En el caso de los dispositivos de Android, exige hasta la concesión de 23 permisos -algunos necesarios para el correcto funcionamiento de la aplicación- como acceso al carrete de fotos. Pero su recopilación va más allá: datos del operador telefónico, localización exacta, IP local y habilidad de cambio de ajustes del móvil.

"Los riesgos que corre el usuario al aceptar esos permisos de forma sistemática son varios. Por una parte, está poniendo a disposición de los desarrolladores datos sobre su ubicación y sus hábitos en internet. Aunque puede ser mucho más grave si las tripas de la aplicación tienen una brecha de seguridad que permita el acceso de ciberdelincuentes a las funciones de tu smartphone a través de esos permisos", señalan los analistas de Panda Security.

El número de IMEI del móvil es la matrícula que identifica cada dispositivo, un número privado que, si cae en manos de un delincuente, puede llegar a clonar el smartphone. Además, los expertos aseguran que la aplicación incluye el código java MTAnalyticsAdLogEntity, investigado por presuntamente enviar a servidores chinos toda esa información requerida mientras se usa la aplicación al aprovecharse de los permisos en Android.

El documento de Términos y Condiciones de 'Meitu' señala que la información requerida es para fines de protección y para cumplir las leyes chinas, aunque también podría usarse la información como método espía.

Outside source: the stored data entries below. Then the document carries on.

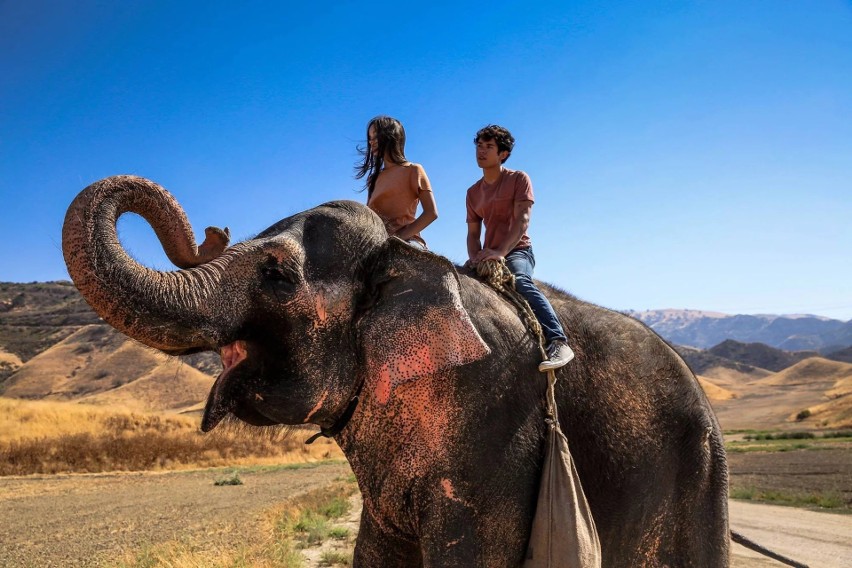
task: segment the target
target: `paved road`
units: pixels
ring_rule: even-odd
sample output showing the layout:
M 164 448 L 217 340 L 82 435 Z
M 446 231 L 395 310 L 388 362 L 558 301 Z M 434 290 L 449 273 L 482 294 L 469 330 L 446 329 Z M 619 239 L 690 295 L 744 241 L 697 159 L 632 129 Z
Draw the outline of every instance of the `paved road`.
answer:
M 731 529 L 810 568 L 852 567 L 852 515 L 793 507 L 730 503 Z M 783 566 L 738 544 L 731 548 L 733 568 Z

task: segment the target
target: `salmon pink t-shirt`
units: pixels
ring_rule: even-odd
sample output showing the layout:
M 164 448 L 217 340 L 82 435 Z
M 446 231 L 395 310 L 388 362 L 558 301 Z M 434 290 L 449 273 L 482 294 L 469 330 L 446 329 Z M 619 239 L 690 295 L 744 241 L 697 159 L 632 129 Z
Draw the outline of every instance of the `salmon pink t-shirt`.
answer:
M 367 200 L 367 207 L 382 218 L 385 229 L 392 235 L 414 221 L 420 194 L 424 191 L 432 191 L 432 186 L 429 185 L 429 178 L 420 164 L 406 162 L 385 167 L 376 180 L 376 187 L 373 189 L 373 195 Z M 426 241 L 419 234 L 414 235 L 412 239 L 426 245 Z
M 522 171 L 503 168 L 493 184 L 482 178 L 470 186 L 467 190 L 467 222 L 485 224 L 483 248 L 496 249 L 503 244 L 515 215 L 515 203 L 519 201 L 535 201 L 530 177 Z M 515 249 L 530 246 L 532 242 L 524 231 Z

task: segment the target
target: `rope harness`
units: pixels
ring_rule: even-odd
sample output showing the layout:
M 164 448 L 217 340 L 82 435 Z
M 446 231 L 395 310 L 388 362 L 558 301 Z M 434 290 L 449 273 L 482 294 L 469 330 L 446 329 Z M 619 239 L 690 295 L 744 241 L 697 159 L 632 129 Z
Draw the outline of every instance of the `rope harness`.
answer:
M 505 260 L 480 262 L 476 272 L 518 308 L 527 330 L 537 340 L 542 360 L 546 360 L 541 324 L 515 288 L 515 277 Z M 600 568 L 602 557 L 595 521 L 571 459 L 568 440 L 559 427 L 553 369 L 547 370 L 546 403 L 545 454 L 524 568 Z
M 515 288 L 515 275 L 506 266 L 504 259 L 484 260 L 476 265 L 476 274 L 482 278 L 486 284 L 494 288 L 499 294 L 506 297 L 521 313 L 521 318 L 527 327 L 527 330 L 536 338 L 538 350 L 541 353 L 541 359 L 547 359 L 547 352 L 544 350 L 544 333 L 541 330 L 541 324 L 538 318 L 532 311 L 526 298 Z M 547 371 L 547 418 L 546 421 L 550 424 L 558 423 L 559 417 L 556 412 L 556 372 L 553 369 Z
M 489 286 L 494 288 L 499 294 L 506 297 L 521 314 L 527 330 L 535 336 L 539 351 L 541 352 L 542 360 L 547 358 L 547 353 L 544 350 L 544 334 L 541 330 L 541 324 L 535 317 L 535 314 L 530 308 L 526 299 L 515 288 L 515 275 L 509 271 L 506 266 L 506 261 L 500 260 L 485 260 L 476 265 L 476 274 Z M 556 411 L 556 373 L 553 369 L 547 371 L 547 416 L 545 422 L 551 428 L 558 428 L 559 417 Z M 807 564 L 796 562 L 786 556 L 773 552 L 759 544 L 749 540 L 740 533 L 731 531 L 731 540 L 750 548 L 756 552 L 764 554 L 770 558 L 774 558 L 779 562 L 793 566 L 794 568 L 808 568 Z M 599 553 L 600 551 L 598 551 Z
M 509 271 L 506 266 L 506 261 L 500 260 L 485 260 L 476 265 L 476 274 L 489 286 L 494 288 L 499 294 L 505 296 L 521 313 L 521 317 L 526 324 L 527 330 L 535 336 L 539 351 L 541 351 L 542 360 L 547 358 L 547 353 L 544 350 L 544 334 L 541 330 L 541 324 L 535 317 L 535 314 L 530 308 L 529 303 L 515 289 L 515 275 Z M 556 411 L 556 373 L 553 369 L 547 371 L 547 416 L 545 422 L 553 428 L 559 424 L 559 417 Z M 750 548 L 756 552 L 764 554 L 770 558 L 774 558 L 779 562 L 793 566 L 794 568 L 808 568 L 807 564 L 796 562 L 786 556 L 773 552 L 759 544 L 749 540 L 743 535 L 731 531 L 731 540 Z
M 476 265 L 476 274 L 518 308 L 527 330 L 536 338 L 542 359 L 547 357 L 544 351 L 544 334 L 541 331 L 541 324 L 538 323 L 529 303 L 515 289 L 515 275 L 509 271 L 506 261 L 502 258 L 500 260 L 483 260 Z

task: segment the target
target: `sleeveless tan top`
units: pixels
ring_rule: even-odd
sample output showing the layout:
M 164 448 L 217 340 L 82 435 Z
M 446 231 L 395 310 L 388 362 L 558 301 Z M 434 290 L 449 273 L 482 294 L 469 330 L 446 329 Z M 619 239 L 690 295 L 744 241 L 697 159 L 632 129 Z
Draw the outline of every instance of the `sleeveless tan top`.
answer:
M 432 191 L 432 186 L 420 164 L 406 162 L 385 167 L 376 180 L 367 207 L 382 218 L 388 235 L 393 235 L 417 217 L 417 204 L 420 203 L 420 193 L 423 191 Z M 419 234 L 412 239 L 426 245 Z

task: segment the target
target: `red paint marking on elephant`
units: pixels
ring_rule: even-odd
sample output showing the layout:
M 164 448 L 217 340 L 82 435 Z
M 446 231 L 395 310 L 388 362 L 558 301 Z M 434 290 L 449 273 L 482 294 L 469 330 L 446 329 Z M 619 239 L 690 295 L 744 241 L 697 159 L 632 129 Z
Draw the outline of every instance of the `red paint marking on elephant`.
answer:
M 376 399 L 387 404 L 393 390 L 403 381 L 430 375 L 438 370 L 433 348 L 430 345 L 414 345 L 406 353 L 379 368 L 376 383 Z
M 461 503 L 462 500 L 456 497 L 456 490 L 453 487 L 453 482 L 447 479 L 446 477 L 441 480 L 441 487 L 444 490 L 444 495 L 446 495 L 447 499 L 450 501 L 456 501 Z
M 325 320 L 328 319 L 328 311 L 325 309 L 325 294 L 322 290 L 317 290 L 316 297 L 316 307 L 317 307 L 317 323 L 316 325 L 320 325 L 325 323 Z
M 447 433 L 450 427 L 450 415 L 441 404 L 442 402 L 442 397 L 433 394 L 431 404 L 414 410 L 414 416 L 423 432 L 423 440 L 429 451 L 440 456 L 447 453 Z
M 405 467 L 418 474 L 434 469 L 447 458 L 452 416 L 459 413 L 448 396 L 448 378 L 443 374 L 421 377 L 394 391 L 399 422 L 410 436 L 408 443 L 417 447 L 407 456 Z
M 390 371 L 388 371 L 386 366 L 382 366 L 379 371 L 379 381 L 376 384 L 375 392 L 376 400 L 378 400 L 380 404 L 388 403 L 391 392 L 391 376 Z
M 238 340 L 228 345 L 223 345 L 219 349 L 219 356 L 222 358 L 224 371 L 227 372 L 233 367 L 236 367 L 248 356 L 246 344 L 243 340 Z
M 322 405 L 323 405 L 323 403 L 325 402 L 325 399 L 327 399 L 327 398 L 328 398 L 328 389 L 326 389 L 326 390 L 322 393 L 322 396 L 320 397 L 319 402 L 318 402 L 318 403 L 316 403 L 316 405 L 315 405 L 315 406 L 311 409 L 311 411 L 310 411 L 310 412 L 308 412 L 308 415 L 307 415 L 307 416 L 305 416 L 305 420 L 304 420 L 304 423 L 305 423 L 305 424 L 307 424 L 307 423 L 310 421 L 310 419 L 313 417 L 313 415 L 314 415 L 314 414 L 316 414 L 316 413 L 317 413 L 317 411 L 318 411 L 320 408 L 322 408 Z

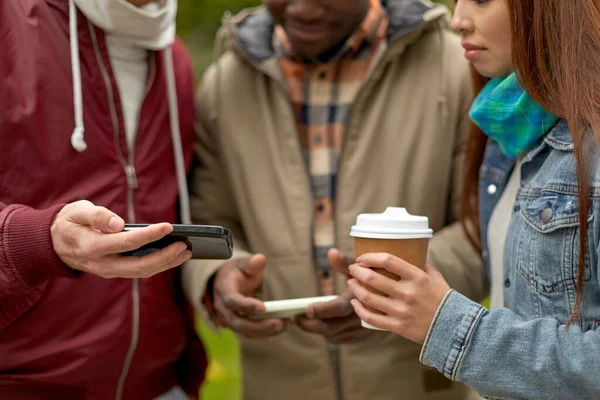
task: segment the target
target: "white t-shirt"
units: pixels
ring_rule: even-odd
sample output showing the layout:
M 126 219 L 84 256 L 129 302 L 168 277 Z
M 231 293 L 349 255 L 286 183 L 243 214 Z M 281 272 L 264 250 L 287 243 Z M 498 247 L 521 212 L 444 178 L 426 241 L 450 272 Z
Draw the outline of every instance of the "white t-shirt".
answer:
M 142 103 L 146 97 L 149 52 L 141 47 L 124 43 L 123 40 L 110 34 L 106 35 L 106 45 L 119 88 L 127 147 L 132 151 Z
M 490 256 L 490 269 L 492 290 L 490 294 L 490 309 L 504 307 L 504 248 L 506 234 L 510 224 L 517 193 L 521 186 L 521 160 L 517 164 L 500 196 L 488 225 L 488 251 Z

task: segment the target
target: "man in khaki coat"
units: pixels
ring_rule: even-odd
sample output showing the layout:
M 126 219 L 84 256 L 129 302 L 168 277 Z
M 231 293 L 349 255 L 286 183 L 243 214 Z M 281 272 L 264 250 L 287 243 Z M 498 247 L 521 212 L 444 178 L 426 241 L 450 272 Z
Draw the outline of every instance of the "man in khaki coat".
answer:
M 428 262 L 460 292 L 486 292 L 456 222 L 471 87 L 447 9 L 264 3 L 224 21 L 227 51 L 198 94 L 194 222 L 229 227 L 235 250 L 184 267 L 190 300 L 239 334 L 248 400 L 474 396 L 422 366 L 418 345 L 361 328 L 343 274 L 356 216 L 401 206 L 429 217 Z M 293 323 L 247 318 L 266 300 L 332 293 Z

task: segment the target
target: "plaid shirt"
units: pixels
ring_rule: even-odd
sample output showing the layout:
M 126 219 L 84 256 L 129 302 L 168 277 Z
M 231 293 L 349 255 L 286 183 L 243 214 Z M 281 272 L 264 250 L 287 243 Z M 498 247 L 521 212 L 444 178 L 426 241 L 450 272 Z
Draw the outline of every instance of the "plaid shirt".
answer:
M 371 0 L 360 28 L 324 63 L 293 53 L 281 26 L 274 48 L 288 86 L 313 197 L 313 259 L 321 294 L 333 294 L 327 252 L 335 245 L 334 204 L 338 159 L 352 106 L 373 58 L 386 46 L 388 18 Z

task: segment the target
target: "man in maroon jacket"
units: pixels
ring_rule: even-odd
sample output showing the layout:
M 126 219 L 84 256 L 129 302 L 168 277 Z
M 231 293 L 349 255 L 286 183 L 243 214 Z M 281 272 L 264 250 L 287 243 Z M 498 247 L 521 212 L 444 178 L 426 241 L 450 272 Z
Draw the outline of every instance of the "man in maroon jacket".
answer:
M 176 8 L 0 1 L 0 399 L 198 394 L 206 356 L 173 268 L 189 251 L 119 255 L 189 222 Z

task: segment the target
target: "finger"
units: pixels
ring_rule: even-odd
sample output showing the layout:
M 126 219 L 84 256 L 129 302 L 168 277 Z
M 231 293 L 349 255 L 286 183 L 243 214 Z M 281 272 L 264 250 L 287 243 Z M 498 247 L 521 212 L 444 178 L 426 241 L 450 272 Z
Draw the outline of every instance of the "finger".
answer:
M 100 254 L 120 254 L 137 250 L 145 244 L 162 239 L 172 231 L 171 224 L 153 224 L 127 232 L 99 235 L 96 237 L 94 245 Z
M 87 200 L 70 204 L 67 218 L 78 225 L 90 226 L 105 233 L 120 232 L 125 224 L 125 221 L 114 212 L 95 206 Z
M 244 296 L 237 292 L 227 293 L 221 297 L 225 307 L 236 314 L 254 315 L 265 313 L 265 304 L 254 297 Z
M 398 281 L 379 274 L 371 268 L 365 268 L 359 264 L 352 264 L 349 270 L 350 275 L 364 285 L 392 297 L 394 297 L 394 294 L 397 292 Z
M 286 328 L 281 319 L 251 320 L 240 317 L 229 310 L 222 302 L 215 303 L 220 322 L 235 332 L 249 338 L 265 338 L 278 335 Z
M 394 300 L 369 291 L 354 279 L 348 281 L 348 286 L 350 287 L 350 290 L 352 290 L 352 293 L 354 293 L 354 296 L 360 300 L 362 304 L 381 311 L 384 314 L 394 314 L 396 306 Z
M 238 268 L 249 278 L 260 276 L 267 266 L 267 259 L 263 254 L 255 254 L 244 264 L 237 264 Z
M 356 262 L 361 267 L 383 268 L 394 275 L 401 276 L 404 280 L 412 280 L 423 274 L 420 268 L 388 253 L 363 254 Z
M 310 304 L 306 308 L 306 315 L 308 315 L 309 318 L 316 319 L 339 318 L 352 314 L 352 305 L 346 296 L 339 296 L 336 299 L 325 303 Z
M 297 317 L 296 324 L 305 332 L 325 335 L 327 325 L 318 319 L 308 319 L 306 317 Z
M 143 257 L 104 257 L 96 271 L 92 272 L 111 278 L 148 278 L 181 265 L 189 257 L 191 252 L 187 250 L 186 244 L 177 242 Z
M 181 266 L 183 263 L 185 263 L 186 261 L 190 260 L 191 258 L 192 258 L 192 252 L 186 248 L 186 250 L 184 250 L 184 252 L 181 253 L 179 255 L 179 257 L 175 258 L 173 261 L 171 261 L 163 266 L 160 266 L 159 268 L 157 268 L 156 270 L 151 272 L 150 276 L 158 275 L 158 274 L 168 271 L 172 268 L 177 268 L 177 267 Z
M 327 259 L 329 260 L 329 265 L 331 265 L 331 268 L 333 268 L 335 272 L 348 276 L 348 265 L 350 265 L 350 260 L 344 257 L 338 249 L 330 249 L 327 253 Z
M 393 332 L 394 319 L 386 315 L 375 314 L 372 311 L 367 310 L 360 301 L 352 300 L 352 307 L 356 314 L 365 321 L 366 323 L 376 326 L 377 328 L 385 329 Z

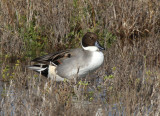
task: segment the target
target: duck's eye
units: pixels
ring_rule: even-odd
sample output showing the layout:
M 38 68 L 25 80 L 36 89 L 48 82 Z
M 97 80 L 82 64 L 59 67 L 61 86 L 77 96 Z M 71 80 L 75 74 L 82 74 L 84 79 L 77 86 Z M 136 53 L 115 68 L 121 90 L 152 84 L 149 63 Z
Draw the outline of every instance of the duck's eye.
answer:
M 90 40 L 92 40 L 92 37 L 89 37 Z

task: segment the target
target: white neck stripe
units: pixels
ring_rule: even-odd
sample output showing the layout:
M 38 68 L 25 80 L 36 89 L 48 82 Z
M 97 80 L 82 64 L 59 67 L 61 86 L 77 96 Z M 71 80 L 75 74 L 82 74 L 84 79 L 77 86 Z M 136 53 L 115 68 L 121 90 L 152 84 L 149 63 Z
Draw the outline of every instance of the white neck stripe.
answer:
M 99 49 L 96 46 L 88 46 L 88 47 L 84 47 L 82 46 L 84 50 L 88 50 L 88 51 L 98 51 Z

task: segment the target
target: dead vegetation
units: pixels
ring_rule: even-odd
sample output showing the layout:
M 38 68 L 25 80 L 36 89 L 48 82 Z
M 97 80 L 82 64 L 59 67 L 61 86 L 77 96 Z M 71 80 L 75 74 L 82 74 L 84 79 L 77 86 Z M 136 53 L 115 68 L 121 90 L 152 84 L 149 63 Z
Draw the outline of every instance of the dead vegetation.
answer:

No obstante, Panda Security alerta de que "las brechas de seguridad y los ciberdelincuentes no son los únicos riesgos a los que se puede enfrentar un usuario al aprobar los permisos solicitados". Lo más importante es conocer el destino y objetivo final de los datos recopilados, que "el usuario se arriesgue a ceder sus datos y que las empresas desarrolladoras de apps terminen enviando información privada sensible a empresas de análisis o compañías publicitarias", sentencia.

La conclusión para el Pew Research Center, después de analizar gran cantidad de aplicaciones e informes, es clara: "Las aplicaciones recopilan demasiada información de los usuarios a partir de una variedad de permisos demasiado amplia".